The partial backtrack underscores a persistent challenge for tech giants juggling innovation with stewardship of legacy services. Google has a well-documented history of sunsetting products—think Reader, Stadia and more—but bluntly terminating foundational tools risks erasing swaths of digital memory. As Harvard’s Jack Cushman and Old Dominion’s Michael L. Nelson have pointed out, link decay in academic and legal documents can cripple research integrity; for example, nearly half of the URLs in Supreme Court opinions no longer worked after a decade.
Looking ahead, Google is gently nudging users toward modern alternatives, notably Firebase Dynamic Links (FDL), which replaced goo.gl internally in 2019. FDL offers richer analytics, deep-linking capabilities for apps, and better security controls—features that most URL shorteners now emphasize. But for anyone still clinging to goo.gl, the message is clear: even though your links survive for now, it’s wise to export and rehost critical redirects elsewhere to avoid uncertainty down the line.

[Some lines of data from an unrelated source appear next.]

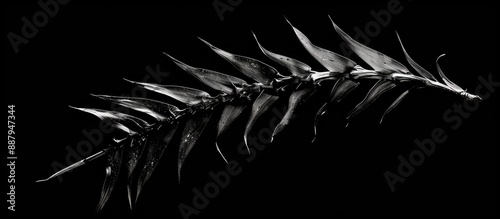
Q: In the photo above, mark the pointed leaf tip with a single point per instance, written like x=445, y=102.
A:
x=261, y=104
x=297, y=68
x=378, y=89
x=377, y=60
x=216, y=80
x=250, y=67
x=421, y=71
x=445, y=79
x=330, y=60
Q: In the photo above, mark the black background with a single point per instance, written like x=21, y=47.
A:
x=89, y=48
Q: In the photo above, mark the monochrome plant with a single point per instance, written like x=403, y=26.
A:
x=139, y=150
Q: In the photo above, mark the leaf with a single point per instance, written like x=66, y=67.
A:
x=192, y=131
x=229, y=114
x=78, y=164
x=159, y=110
x=216, y=80
x=297, y=99
x=133, y=154
x=379, y=88
x=297, y=68
x=341, y=88
x=259, y=107
x=395, y=103
x=250, y=67
x=330, y=60
x=375, y=59
x=127, y=123
x=112, y=172
x=158, y=140
x=445, y=79
x=421, y=71
x=186, y=95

For digital archivists and everyday link-sharers alike, this episode is a reminder of the fragility of third-party services. Tools like the Internet Archive’s Wayback Machine, Perma.cc, and self-hosted redirectors can safeguard against abrupt deprecations. Meanwhile, Google’s about-face shows that user feedback can still sway big-tech timelines—if only partially and at the eleventh hour. Whether this becomes a template for future reversals remains to be seen, but for now, your goo.gl links have earned a reprieve.